During a trip to Japan in late 1997, Hawking and his wife Elaine Mason made a stop in Vietnam and met Nhan for the first time.

He showed children at the orphanage how he could turn his wheelchair around with just the push of a button.

Nhan was amazed by his talents and how hard he tried despite his condition.

He talked to her with his robot voice, via an interpreter. Sometimes he raised his eyebrows.

He and his wife also took Nhan for a walk around the Hoan Kiem Lake. He bought her an English dictionary and a camera, and personally picked the fabric for Nhan’s first ao dai at a shop in Hanoi. Now married with two children, Nhan has given the dictionary to the orphanage. She still has the ao dai and hopes to pass it on to her daughter some day, but plans to hold on to the camera for as long as she can.
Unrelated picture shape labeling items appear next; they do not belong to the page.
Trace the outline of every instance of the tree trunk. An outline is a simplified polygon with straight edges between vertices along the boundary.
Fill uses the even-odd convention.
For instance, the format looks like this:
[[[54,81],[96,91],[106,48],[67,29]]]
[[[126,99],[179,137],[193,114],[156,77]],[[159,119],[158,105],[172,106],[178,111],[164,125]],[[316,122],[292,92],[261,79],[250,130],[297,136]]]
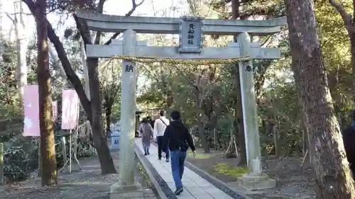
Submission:
[[[355,1],[355,0],[354,0]],[[354,8],[355,10],[355,8]],[[355,17],[355,16],[354,16]],[[354,26],[355,28],[355,26]],[[352,67],[352,75],[353,75],[353,99],[355,99],[355,33],[349,32],[350,35],[350,45],[351,45],[351,67]]]
[[[49,71],[48,40],[45,18],[45,0],[36,1],[36,19],[38,35],[38,69],[40,129],[41,178],[43,186],[57,184],[53,122],[52,120],[52,90]]]
[[[197,82],[198,85],[198,82]],[[195,95],[196,95],[196,110],[197,113],[197,126],[199,128],[199,137],[200,139],[201,140],[201,144],[202,144],[202,147],[204,148],[204,152],[205,153],[209,153],[211,152],[209,149],[209,144],[208,143],[208,140],[206,138],[206,136],[204,135],[204,125],[203,125],[202,122],[202,113],[201,110],[201,103],[202,100],[200,98],[200,96],[201,95],[201,91],[200,89],[197,87],[195,90]]]
[[[100,97],[100,82],[97,66],[99,59],[91,58],[87,59],[91,96],[91,110],[92,120],[91,122],[94,144],[97,151],[102,174],[114,174],[117,171],[114,168],[111,157],[107,140],[102,128],[102,101]]]
[[[317,198],[355,198],[355,190],[328,88],[312,0],[284,0],[294,72],[305,110]]]
[[[231,1],[231,18],[237,19],[239,17],[239,1],[232,0]],[[233,41],[236,42],[237,35],[233,37]],[[246,164],[246,149],[245,144],[244,135],[244,124],[243,118],[243,104],[241,103],[241,77],[239,74],[239,65],[236,64],[235,67],[234,78],[236,81],[236,118],[238,125],[235,126],[236,130],[234,130],[236,137],[238,137],[238,145],[239,148],[239,159],[238,159],[239,164]]]
[[[85,52],[85,44],[82,40],[80,41],[80,56],[82,57],[82,70],[84,72],[84,82],[85,83],[85,93],[87,94],[87,98],[90,100],[90,86],[89,84],[89,73],[87,72],[87,53]]]
[[[23,89],[27,85],[26,51],[27,40],[23,21],[23,2],[13,2],[15,10],[15,35],[17,50],[17,84],[20,94],[20,102],[22,101]],[[22,103],[20,103],[22,104]]]
[[[106,94],[105,94],[106,95]],[[109,96],[105,96],[105,110],[106,110],[106,132],[111,131],[111,113],[112,113],[113,100],[110,101]],[[107,135],[106,135],[107,136]]]

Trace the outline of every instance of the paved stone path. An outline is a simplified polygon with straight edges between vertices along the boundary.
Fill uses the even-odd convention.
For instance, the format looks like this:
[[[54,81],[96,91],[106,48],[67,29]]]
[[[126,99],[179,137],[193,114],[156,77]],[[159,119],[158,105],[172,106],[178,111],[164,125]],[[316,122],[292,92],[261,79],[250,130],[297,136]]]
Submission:
[[[141,138],[136,138],[135,142],[143,152]],[[158,159],[158,148],[154,144],[151,144],[149,152],[151,154],[146,157],[166,182],[171,191],[174,192],[175,186],[171,174],[170,163],[165,162],[164,159],[161,161]],[[186,166],[182,181],[184,192],[180,195],[177,195],[178,199],[233,199]]]

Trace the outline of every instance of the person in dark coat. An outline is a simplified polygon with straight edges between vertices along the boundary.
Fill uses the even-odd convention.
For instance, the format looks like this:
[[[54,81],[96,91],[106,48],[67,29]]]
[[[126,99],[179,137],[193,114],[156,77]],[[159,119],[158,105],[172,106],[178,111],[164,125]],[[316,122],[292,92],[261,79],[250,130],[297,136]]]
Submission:
[[[147,120],[149,121],[149,123],[151,124],[151,126],[152,127],[152,128],[154,129],[155,121],[152,119],[152,118],[151,116],[148,116]]]
[[[180,120],[180,113],[173,111],[170,114],[171,122],[166,127],[163,138],[162,149],[169,147],[170,150],[171,170],[173,178],[175,183],[175,195],[180,195],[183,191],[182,174],[184,174],[184,162],[189,147],[196,156],[195,147],[192,137],[187,127]],[[165,152],[163,152],[165,156]]]
[[[144,149],[144,155],[148,155],[149,148],[151,147],[151,139],[153,138],[153,128],[147,119],[143,119],[142,123],[139,127],[139,132],[142,135],[142,145]]]
[[[351,125],[342,132],[344,147],[349,164],[350,170],[355,175],[355,110],[352,112]]]

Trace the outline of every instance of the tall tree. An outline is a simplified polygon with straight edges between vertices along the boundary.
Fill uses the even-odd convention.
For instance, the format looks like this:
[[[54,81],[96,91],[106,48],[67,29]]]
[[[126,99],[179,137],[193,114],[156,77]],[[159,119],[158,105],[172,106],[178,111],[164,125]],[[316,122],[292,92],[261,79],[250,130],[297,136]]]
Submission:
[[[312,0],[284,0],[292,69],[305,110],[317,198],[355,198],[317,33]]]
[[[16,79],[18,93],[21,98],[20,101],[21,101],[22,96],[23,95],[24,86],[27,85],[28,71],[26,62],[26,51],[28,44],[25,29],[26,25],[23,20],[23,2],[21,1],[14,1],[13,10],[15,11],[13,18],[12,18],[9,14],[7,14],[7,16],[12,21],[15,27],[14,29],[17,52]]]
[[[48,36],[47,32],[46,0],[36,2],[35,18],[38,35],[38,69],[40,159],[42,162],[42,185],[57,184],[53,122],[52,120],[52,89],[49,71]]]
[[[36,13],[36,7],[33,0],[22,0],[26,4],[31,13]],[[50,6],[52,8],[64,9],[62,11],[72,12],[74,19],[77,23],[77,28],[79,30],[80,35],[85,45],[87,44],[97,44],[100,43],[102,39],[102,33],[97,32],[94,39],[91,36],[90,32],[85,25],[79,22],[73,8],[80,7],[87,8],[92,11],[98,13],[102,13],[104,9],[104,4],[105,0],[99,1],[97,5],[94,4],[92,1],[69,1],[63,2],[62,1],[51,1],[52,4]],[[132,8],[126,14],[126,16],[131,16],[136,8],[143,4],[143,1],[139,4],[136,4],[135,0],[132,1]],[[104,132],[102,127],[102,98],[100,93],[100,84],[99,74],[97,72],[97,67],[99,66],[99,59],[87,59],[87,66],[88,68],[88,74],[89,79],[90,87],[90,100],[87,97],[84,86],[82,86],[80,79],[74,72],[72,65],[69,61],[67,53],[64,49],[63,45],[59,39],[58,36],[53,30],[52,25],[47,21],[47,28],[48,33],[48,38],[51,42],[53,44],[57,54],[58,56],[62,66],[65,72],[67,79],[73,85],[75,91],[77,93],[80,103],[82,104],[86,115],[90,122],[92,127],[94,144],[97,151],[99,160],[100,161],[101,170],[103,174],[116,173],[116,169],[109,152],[109,145],[106,139],[106,135]],[[104,42],[104,45],[111,44],[112,40],[114,40],[119,35],[119,33],[114,33],[106,42]]]
[[[333,6],[337,11],[339,12],[342,18],[344,21],[344,25],[348,31],[349,38],[350,39],[350,50],[351,52],[351,66],[352,66],[352,75],[353,75],[353,87],[355,87],[355,0],[352,1],[352,5],[351,5],[351,1],[345,1],[346,3],[344,5],[346,7],[352,8],[352,16],[351,13],[346,12],[344,8],[344,5],[341,3],[337,2],[336,0],[328,0],[330,4]],[[355,89],[353,89],[353,93],[355,93]],[[355,98],[355,96],[353,96]]]

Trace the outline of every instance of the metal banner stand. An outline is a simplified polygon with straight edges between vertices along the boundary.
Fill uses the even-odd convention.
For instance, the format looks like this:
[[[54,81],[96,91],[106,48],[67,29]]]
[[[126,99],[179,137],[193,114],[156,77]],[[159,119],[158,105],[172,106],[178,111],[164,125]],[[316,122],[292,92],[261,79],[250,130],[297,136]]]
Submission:
[[[80,102],[78,102],[78,106],[77,106],[77,127],[76,127],[76,130],[75,130],[75,137],[74,139],[72,139],[72,130],[70,129],[70,135],[69,135],[69,159],[67,160],[67,153],[66,153],[66,144],[65,144],[65,137],[63,137],[63,140],[62,140],[62,143],[63,143],[63,150],[62,150],[62,153],[63,153],[63,157],[64,157],[64,161],[65,161],[65,164],[64,164],[64,166],[63,167],[62,167],[62,169],[60,169],[60,170],[59,170],[59,172],[62,172],[62,170],[64,169],[64,168],[65,168],[65,166],[69,166],[69,173],[71,174],[72,173],[72,157],[74,157],[74,160],[77,162],[77,166],[79,166],[79,171],[82,171],[82,166],[80,165],[80,163],[79,162],[79,160],[77,159],[77,136],[78,136],[78,127],[79,127],[79,109],[80,108]],[[72,142],[72,140],[73,140],[74,142]],[[74,144],[73,144],[74,143]],[[72,150],[72,147],[73,147],[73,149],[74,150]]]

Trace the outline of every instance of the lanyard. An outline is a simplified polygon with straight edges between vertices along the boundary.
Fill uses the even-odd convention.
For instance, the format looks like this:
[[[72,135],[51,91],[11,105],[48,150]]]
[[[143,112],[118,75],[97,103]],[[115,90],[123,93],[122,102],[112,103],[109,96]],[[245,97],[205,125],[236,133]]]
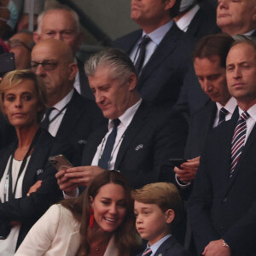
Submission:
[[[68,103],[69,103],[68,102]],[[49,125],[51,124],[62,112],[67,108],[68,103],[67,103],[60,111],[57,114],[55,114],[50,120],[49,120]],[[56,109],[55,108],[54,108]],[[57,110],[57,109],[56,109]]]
[[[4,191],[3,191],[3,195],[4,195],[4,201],[7,201],[7,185],[9,183],[9,191],[8,191],[8,196],[9,196],[9,201],[10,201],[10,199],[14,199],[15,193],[16,193],[16,189],[17,189],[17,184],[18,184],[18,180],[26,166],[26,160],[27,160],[27,157],[29,156],[32,149],[33,148],[36,141],[38,140],[38,137],[41,134],[41,129],[39,128],[36,133],[36,135],[33,137],[33,140],[32,142],[32,143],[30,144],[30,147],[25,155],[25,158],[22,160],[21,166],[20,167],[20,171],[18,172],[18,177],[15,182],[15,189],[13,191],[13,177],[12,177],[12,168],[13,168],[13,160],[14,160],[14,157],[15,157],[15,150],[14,150],[14,153],[11,155],[11,159],[10,159],[10,162],[9,165],[9,170],[8,170],[8,173],[5,178],[5,183],[4,183]],[[16,148],[16,147],[15,147]]]

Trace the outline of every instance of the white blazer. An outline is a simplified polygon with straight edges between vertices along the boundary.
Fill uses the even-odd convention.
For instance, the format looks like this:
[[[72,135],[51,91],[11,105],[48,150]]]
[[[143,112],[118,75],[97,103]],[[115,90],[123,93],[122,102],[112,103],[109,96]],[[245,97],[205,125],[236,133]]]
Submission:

Hawking stayed in Hanoi for three days, and Nhan said it was a tearful farewell for both of them.

Two years later, Nhan visited England and stayed with her godparents for nearly two months.

She said he had made time to take her shopping, to the zoo and on the London Eye.

She also got to learn English at Cambridge, where he was teaching.

Every morning, he called out to say goodbye before he went to work. Every night, he made sure she went to bed early.

Nhan said she did not understand much about the black hole theories that Hawking was studying, but she did understand his advice about staying strong.

She remembers he had told her to study as hard as she could, because that what he was doing.

In a letter in September 2002, she learned that Hawking was weaker, but he was still working and traveling.

Her godparents paid attention a lot to her personal life, asking her questions like where she was living, and with whom, how much she got paid for her job and how much she had to pay for her place.

From 2006, after they divorced, she lost contact. Hawking then resumed closer relationships with his first wife Jane Wilde, their three children, and grandchildren.

Nhan, 39, now runs a restaurant with her husband from their house in Bac Tu Liem District.

Her children know of Hawking as their grandfather, a role model that their mother wants them to follow.

“Study hard so you can become a fraction of his greatness,” she told them.